Methodology for Selecting Materials for Use Downhole
It is possible to identify whether a CRA is necessary with knowledge of only a few criteria, such as the presence of carbon dioxide (CO2) or the location, design life, or existence of elemental sulfur, but this is insufficient knowledge to determine which CRA should be selected. CO2 is the primary indicator of whether carbon steel material can be effectively used for manufacturing tubing because CRAs are fundamentally resistant to corrosion owing to CO2. The rate of tubing wall loss and the subsequent need for workovers are both influenced by CO2 partial pressure (and temperature).
The number of workovers anticipated for the well can be calculated using this data and the well’s design life. The generic location-based workover prices supplied in Table 1 show how much of an impact location has on workover costs when tube replacement is necessary.
Offshore, corrosion inhibition is a high-risk operation that requires a lot of OPEX and often requires the use of carbon steel tubes with downhole corrosion inhibition instead of a CRA. Because of its strong corrosivity, elemental sulfur necessitates the rapid installation of CRA tubing regardless of the offshore location. Due to the importance of factoring in workover cost, location is generally the single most influential influence in material selection.
Choosing an Alloy That Won’t Rust
Due to the longer expected service life and lower operating costs associated with CRAs, they are the standard for offshore production well tubing. Because it will be subjected to the same corrosive conditions as the production tube, the exposed casing is typically made from the same material.

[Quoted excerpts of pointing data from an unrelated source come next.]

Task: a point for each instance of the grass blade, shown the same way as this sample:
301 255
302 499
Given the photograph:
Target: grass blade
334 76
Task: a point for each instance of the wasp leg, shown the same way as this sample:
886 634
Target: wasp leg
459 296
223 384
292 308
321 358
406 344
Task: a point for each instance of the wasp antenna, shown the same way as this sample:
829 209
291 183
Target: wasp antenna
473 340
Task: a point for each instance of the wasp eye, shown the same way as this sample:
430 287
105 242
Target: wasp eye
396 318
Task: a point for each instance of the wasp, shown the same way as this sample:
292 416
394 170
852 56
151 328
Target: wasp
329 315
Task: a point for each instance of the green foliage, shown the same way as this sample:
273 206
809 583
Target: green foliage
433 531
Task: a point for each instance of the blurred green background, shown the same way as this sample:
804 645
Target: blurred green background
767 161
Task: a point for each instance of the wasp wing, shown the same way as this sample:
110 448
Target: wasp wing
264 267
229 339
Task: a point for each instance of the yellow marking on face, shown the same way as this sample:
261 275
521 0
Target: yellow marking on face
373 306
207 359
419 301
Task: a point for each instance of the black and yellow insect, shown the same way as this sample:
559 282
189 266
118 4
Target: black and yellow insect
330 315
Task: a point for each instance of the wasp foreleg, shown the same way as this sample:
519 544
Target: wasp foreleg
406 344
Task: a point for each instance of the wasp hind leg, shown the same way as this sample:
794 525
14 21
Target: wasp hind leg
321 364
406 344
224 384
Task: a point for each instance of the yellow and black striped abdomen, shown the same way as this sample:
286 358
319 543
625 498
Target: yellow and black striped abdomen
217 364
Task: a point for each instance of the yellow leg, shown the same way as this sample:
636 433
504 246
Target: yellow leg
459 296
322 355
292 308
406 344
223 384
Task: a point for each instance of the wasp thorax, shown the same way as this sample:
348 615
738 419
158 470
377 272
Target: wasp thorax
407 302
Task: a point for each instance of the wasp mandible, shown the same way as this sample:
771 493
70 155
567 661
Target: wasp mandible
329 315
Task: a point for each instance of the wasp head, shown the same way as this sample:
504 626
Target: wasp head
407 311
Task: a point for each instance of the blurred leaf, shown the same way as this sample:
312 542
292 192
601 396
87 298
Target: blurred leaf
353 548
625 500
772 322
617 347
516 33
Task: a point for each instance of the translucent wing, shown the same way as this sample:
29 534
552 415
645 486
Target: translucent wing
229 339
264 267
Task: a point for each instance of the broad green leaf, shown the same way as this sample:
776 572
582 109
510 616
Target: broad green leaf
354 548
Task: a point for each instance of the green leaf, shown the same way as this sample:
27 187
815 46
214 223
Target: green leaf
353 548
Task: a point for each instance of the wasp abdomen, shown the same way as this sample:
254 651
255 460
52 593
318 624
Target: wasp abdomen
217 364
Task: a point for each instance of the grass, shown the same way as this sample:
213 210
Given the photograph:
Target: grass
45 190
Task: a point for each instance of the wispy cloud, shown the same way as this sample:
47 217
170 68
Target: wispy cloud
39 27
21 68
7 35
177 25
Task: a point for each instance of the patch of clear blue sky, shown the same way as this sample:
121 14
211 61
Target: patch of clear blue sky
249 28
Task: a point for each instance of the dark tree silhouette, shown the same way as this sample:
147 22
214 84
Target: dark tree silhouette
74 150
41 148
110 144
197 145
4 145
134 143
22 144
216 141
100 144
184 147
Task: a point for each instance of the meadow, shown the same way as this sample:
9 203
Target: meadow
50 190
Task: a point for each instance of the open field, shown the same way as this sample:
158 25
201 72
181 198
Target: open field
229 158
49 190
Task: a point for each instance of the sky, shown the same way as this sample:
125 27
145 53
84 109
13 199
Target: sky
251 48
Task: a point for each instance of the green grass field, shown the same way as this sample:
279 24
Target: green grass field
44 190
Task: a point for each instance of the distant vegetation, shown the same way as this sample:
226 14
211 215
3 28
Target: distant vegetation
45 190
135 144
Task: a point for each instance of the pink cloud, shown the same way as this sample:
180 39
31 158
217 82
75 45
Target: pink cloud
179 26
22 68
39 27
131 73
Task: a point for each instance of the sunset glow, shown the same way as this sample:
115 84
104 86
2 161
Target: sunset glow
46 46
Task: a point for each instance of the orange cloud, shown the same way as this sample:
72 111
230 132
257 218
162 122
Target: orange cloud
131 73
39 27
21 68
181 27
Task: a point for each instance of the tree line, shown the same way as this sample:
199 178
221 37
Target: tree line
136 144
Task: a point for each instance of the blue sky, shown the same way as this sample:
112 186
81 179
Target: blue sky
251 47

Martensitic stainless steel (MSS), duplex stainless steel (DSS), super austenitic stainless steel (SAS), and high nickel alloys (HNiAl) are the four families into which CRAs fall according to their corrosion resistance and cost. All CRA casing and tubing alloys are secret formulas with the sole exception of API 5CT L80 13Cr steel.

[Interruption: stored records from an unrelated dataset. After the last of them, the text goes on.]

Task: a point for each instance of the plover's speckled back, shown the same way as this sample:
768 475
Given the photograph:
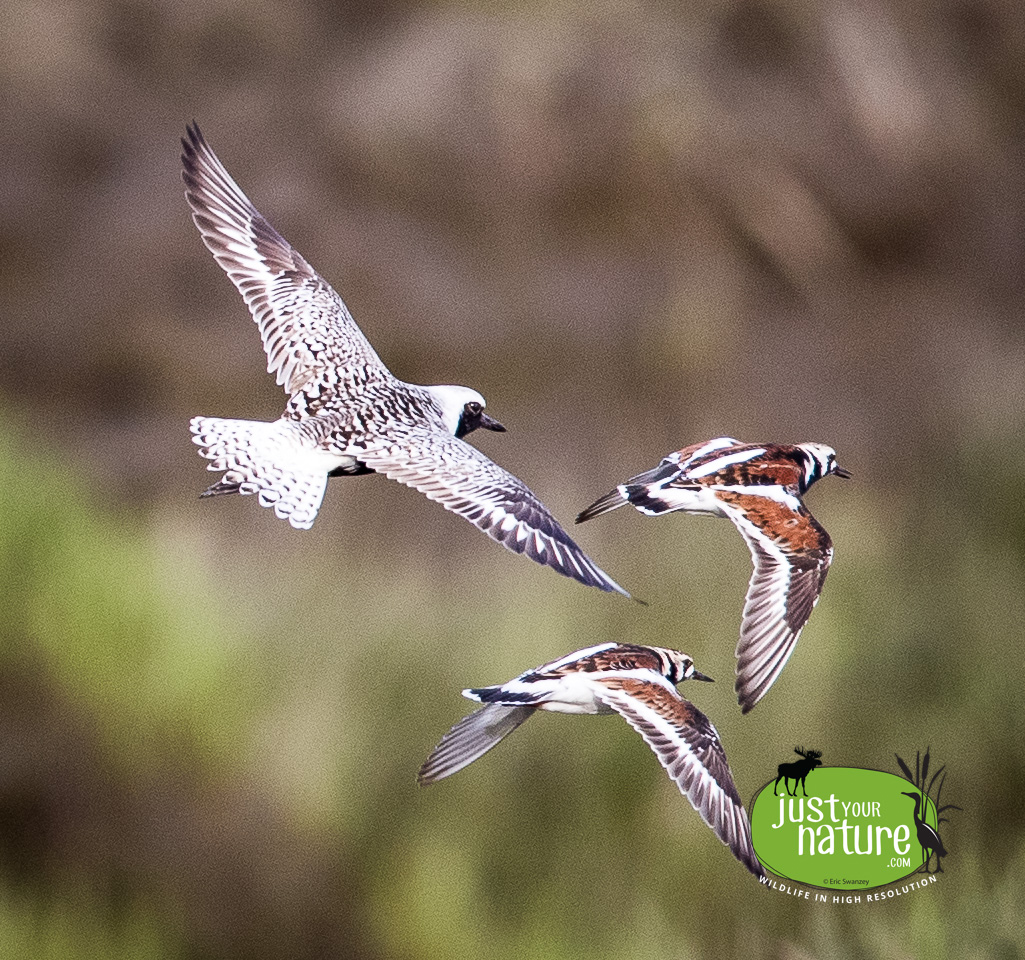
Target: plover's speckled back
638 682
346 414
759 487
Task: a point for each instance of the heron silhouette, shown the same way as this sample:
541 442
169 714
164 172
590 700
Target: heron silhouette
929 839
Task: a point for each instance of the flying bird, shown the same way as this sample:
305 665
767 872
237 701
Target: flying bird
346 413
636 681
760 488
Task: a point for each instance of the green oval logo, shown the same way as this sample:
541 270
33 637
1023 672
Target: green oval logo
854 831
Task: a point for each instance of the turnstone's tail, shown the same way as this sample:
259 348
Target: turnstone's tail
253 455
638 491
470 738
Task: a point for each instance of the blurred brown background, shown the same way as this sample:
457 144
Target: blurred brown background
631 226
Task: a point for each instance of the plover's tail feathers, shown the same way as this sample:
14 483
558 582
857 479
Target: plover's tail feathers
265 459
609 502
470 738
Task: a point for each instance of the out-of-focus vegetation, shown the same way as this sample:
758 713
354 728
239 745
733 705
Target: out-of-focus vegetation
630 228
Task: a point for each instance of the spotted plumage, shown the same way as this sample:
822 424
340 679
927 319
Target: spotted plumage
346 413
636 681
759 487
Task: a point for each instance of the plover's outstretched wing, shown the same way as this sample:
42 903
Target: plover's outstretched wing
305 327
472 738
464 481
791 554
688 746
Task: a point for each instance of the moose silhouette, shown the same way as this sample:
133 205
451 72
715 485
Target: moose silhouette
797 770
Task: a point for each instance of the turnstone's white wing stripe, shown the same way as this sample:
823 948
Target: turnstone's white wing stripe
721 463
688 746
464 481
305 327
791 554
472 738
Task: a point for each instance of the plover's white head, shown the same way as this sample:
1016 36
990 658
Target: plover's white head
462 410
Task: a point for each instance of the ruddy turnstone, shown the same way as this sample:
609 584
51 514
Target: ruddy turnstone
759 487
638 682
346 413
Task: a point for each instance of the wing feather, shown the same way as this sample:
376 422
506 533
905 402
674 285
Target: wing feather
688 746
462 480
308 331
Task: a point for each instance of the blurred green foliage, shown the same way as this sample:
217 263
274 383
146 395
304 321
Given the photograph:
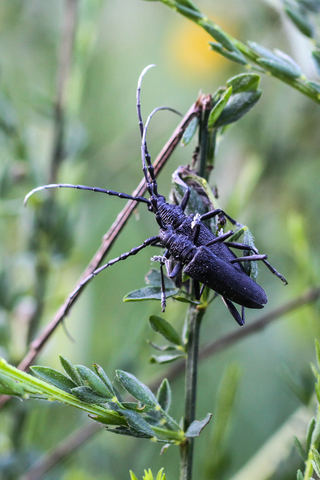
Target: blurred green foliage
267 173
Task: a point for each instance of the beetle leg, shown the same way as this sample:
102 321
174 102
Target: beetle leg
234 312
242 246
163 289
220 238
197 291
123 256
249 258
216 212
185 199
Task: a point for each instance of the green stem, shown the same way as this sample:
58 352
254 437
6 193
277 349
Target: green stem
186 449
309 467
35 386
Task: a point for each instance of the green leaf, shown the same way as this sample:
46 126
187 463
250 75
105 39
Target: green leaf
311 427
220 37
148 293
244 82
136 388
138 424
190 131
312 5
316 462
279 68
289 60
162 348
300 449
318 352
102 374
218 108
262 51
94 382
161 359
70 370
161 475
193 14
164 395
85 394
300 475
197 426
160 325
316 60
54 377
136 407
315 438
237 106
10 386
154 278
235 56
301 21
314 85
188 4
181 299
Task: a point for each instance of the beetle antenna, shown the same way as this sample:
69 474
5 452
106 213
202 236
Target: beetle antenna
84 187
146 159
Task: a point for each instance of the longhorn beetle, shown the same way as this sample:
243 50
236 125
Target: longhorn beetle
203 256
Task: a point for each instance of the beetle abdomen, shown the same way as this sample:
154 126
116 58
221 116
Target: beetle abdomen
223 278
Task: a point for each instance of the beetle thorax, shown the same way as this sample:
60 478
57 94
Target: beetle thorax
170 214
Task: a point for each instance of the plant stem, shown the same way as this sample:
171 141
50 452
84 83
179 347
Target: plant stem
186 450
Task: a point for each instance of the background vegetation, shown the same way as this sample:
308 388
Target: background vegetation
267 174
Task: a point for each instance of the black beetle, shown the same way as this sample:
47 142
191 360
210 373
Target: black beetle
203 256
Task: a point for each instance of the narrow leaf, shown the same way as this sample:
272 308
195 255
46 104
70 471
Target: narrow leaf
154 278
190 131
244 82
85 394
197 426
160 325
315 438
162 348
181 299
312 5
164 395
94 382
315 86
54 377
218 108
138 424
188 4
136 388
236 56
220 37
70 370
288 59
11 386
161 359
148 293
311 427
300 475
279 68
316 463
316 60
300 449
237 106
263 52
102 374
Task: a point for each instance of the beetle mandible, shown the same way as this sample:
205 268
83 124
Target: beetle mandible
203 256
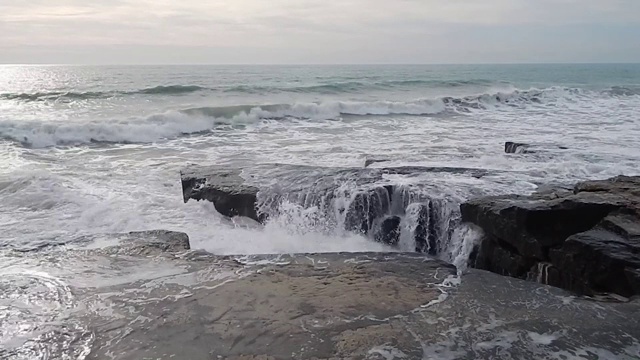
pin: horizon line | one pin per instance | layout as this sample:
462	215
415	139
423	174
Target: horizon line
321	64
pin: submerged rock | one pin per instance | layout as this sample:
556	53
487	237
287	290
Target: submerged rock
515	148
522	148
225	188
331	306
356	199
589	239
389	232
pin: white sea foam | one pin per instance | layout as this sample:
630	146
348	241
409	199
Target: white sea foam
172	124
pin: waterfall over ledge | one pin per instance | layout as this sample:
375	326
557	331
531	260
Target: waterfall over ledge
386	205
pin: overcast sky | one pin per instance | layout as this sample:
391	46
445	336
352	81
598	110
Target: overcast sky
319	31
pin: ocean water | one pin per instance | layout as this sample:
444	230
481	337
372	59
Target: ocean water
88	150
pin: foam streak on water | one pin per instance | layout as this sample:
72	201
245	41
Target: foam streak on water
90	150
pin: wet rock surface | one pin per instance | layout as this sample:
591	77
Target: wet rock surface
194	305
586	240
224	187
354	199
511	147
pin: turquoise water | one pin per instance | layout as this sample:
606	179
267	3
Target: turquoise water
94	149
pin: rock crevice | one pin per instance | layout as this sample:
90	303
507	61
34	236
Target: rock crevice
587	240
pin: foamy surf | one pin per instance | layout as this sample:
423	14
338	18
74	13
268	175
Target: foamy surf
172	124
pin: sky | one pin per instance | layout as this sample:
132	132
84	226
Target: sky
318	31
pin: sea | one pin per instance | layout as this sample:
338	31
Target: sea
98	149
88	151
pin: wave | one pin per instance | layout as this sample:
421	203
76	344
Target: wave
71	96
356	86
205	119
323	89
169	90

The presence of elemental sulfur and other conditions, such as H2S partial pressure, chloride concentration, and temperature, are used to determine which CRA family will be used. After considering these factors, together with any specific usage history or statistics, a final decision is made.
Production and shut-in environment variables like temperature (bottom hole and shut-in), pH, chloride concentration, and H2S partial pressure will guide the final material choice. It’s crucial to be able to tell the differences between the various temperatures. One of the most common factors in deciding which materials to use is the bottom hole temperature (BHT). However, when the well is shut in and the temperature has dropped to that of the seafloor, the corrosive nature of the produced fluids at the well’s top may alter, suggesting the use of a different material there.

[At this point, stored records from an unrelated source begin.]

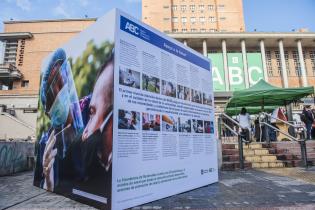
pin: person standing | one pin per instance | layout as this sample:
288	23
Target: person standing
244	120
308	119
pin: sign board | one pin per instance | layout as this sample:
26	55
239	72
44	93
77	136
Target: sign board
236	70
126	116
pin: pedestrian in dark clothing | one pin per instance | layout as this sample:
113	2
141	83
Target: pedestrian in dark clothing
308	119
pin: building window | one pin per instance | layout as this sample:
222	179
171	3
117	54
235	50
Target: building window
297	63
269	64
312	57
10	51
25	83
286	57
221	7
277	54
212	19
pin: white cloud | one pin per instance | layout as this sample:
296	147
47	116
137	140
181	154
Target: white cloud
24	4
61	10
133	1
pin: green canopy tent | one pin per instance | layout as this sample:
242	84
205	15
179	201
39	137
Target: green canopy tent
263	94
232	111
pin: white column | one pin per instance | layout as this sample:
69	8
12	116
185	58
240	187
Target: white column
302	64
226	69
283	66
263	57
245	63
204	48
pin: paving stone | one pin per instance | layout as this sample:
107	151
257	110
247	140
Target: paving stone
262	189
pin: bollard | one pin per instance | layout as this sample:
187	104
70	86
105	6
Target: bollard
240	147
303	153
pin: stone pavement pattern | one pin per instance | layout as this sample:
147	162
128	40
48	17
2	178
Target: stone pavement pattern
264	189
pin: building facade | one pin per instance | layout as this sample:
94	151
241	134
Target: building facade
23	46
239	60
194	16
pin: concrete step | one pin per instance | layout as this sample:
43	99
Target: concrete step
227	158
274	164
230	152
261	158
231	166
228	146
259	151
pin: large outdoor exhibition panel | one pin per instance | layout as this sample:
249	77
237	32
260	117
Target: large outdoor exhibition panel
126	116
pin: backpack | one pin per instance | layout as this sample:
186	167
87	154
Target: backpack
303	117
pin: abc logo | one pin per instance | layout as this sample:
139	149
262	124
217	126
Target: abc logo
132	28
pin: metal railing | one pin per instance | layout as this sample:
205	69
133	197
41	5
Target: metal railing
302	142
240	137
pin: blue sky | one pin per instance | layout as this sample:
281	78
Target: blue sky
263	15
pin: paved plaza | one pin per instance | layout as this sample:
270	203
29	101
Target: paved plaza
286	188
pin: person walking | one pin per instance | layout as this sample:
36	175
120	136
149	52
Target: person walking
308	119
244	120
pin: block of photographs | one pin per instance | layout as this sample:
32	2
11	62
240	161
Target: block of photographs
151	84
207	99
128	77
168	88
151	122
196	96
184	125
197	126
128	120
169	123
183	93
208	126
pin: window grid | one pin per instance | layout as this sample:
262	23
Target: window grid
269	64
277	54
312	57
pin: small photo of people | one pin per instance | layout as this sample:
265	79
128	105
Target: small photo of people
151	84
183	93
168	89
196	96
128	120
128	77
169	123
207	126
197	126
184	125
207	99
151	122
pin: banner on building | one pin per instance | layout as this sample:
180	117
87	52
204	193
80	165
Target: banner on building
126	117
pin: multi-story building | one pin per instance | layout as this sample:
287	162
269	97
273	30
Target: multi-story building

The choice of materials may need to be reconsidered if new specifications or needs are introduced. They have more to do with time constraints, material characteristics, and financial factors.
Materials can be chosen according to the methodology mentioned, however, fitness for service testing is necessary if there is no data to show the alloy is suitable for use in the environment. Typical approaches used to determine fitness for duty include:
- Compliance Testing for a Sour Service
- Method A Cracking Testing by NACE
- Testing Using NACE TM 0177 Method C
- Tensile Testing at Low Strain Rates (NACE TM 0198)
Conclusion
The process of choosing materials is complex. Outright improper materials can be weeded out and a general selection can be made with the help of a primary evaluation based on environmental and operating conditions. Risk assessment, where a balance must be found between tolerable risk and acceptable expense, is often used to make the final selection when there are multiple viable possibilities.